PARCELAMENTO DO N EM CANA PLANTA

A ação da mineralização do nitrogênio da MO do solo e provavelmente das bactérias fixadoras no plantio de cana, influenciaram as resposta do N variando de 0 a 60 kg/ha. Seguramente, tais fatores podem também influenciar no parcelamento. Os trabalhos relacionados a este tema são também em grande número, sendo que a maioria enfatiza que os resultados obtidos confirmam a ausência de resposta ao parcelamento de N, independentemente da textura, o que permite recomendar a aplicação do fertilizante numa única operação.

Penatti e Donzelli (2000), trabalhando com 10 variedades, procederam o plantio com 30 kg/ha de N e 45 kg em cobertura em solo argiloso da região de Ourinhos, e em de textura média na região de Araraquara, num total de 75 kg/ha de N e não obtiveram resposta ao parcelamento do N. Com média em Ourinhos de 137 t/ha, com 30 kg de N no plantio e 142 t/ha na cobertura, e em Araraquara com 131 t/ha no plantio e 132 t/ha na cobertura.
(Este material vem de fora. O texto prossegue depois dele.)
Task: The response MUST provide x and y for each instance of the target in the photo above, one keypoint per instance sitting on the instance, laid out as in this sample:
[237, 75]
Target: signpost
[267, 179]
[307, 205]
Os mesmos autores, em 2000, trabalhando com 16 variedades na região de Ribeirão Preto, em solo argiloso, procederam os mesmos tratamentos que os anteriores e não obtiveram resposta ao parcelamento, com média de 175 t/ha com 30 kg/ha de N no plantio, e 173 t/ha com 45 kg/ha na cobertura. Num trabalho clássico sobre o assunto, Penatti (2001) instalou dois experimentos em solo de textura média a arenosa (Usinas Catanduva e São Jose de Estiva), com 12 variedades e três formas de adubação, em kg/ha, a saber: T1- 60-150-150 (N-P205-K20 aplicado no sulco); T2- 30-150-150 no sulco + 30 kg de N em cobertura; T3- 150 kg de P205 no sulco + 60-00-150 em cobertura. A média dos resultados indicaram não haver diferença significativa para a produtividade da cana assim como da Pol% cana em função do sistema aplicado. A margem de contribuição agroindustrial foi semelhante para os tratamentos e, com isso, indicaram maior facilidade para a aplicação total dos nutrientes no sulco de plantio.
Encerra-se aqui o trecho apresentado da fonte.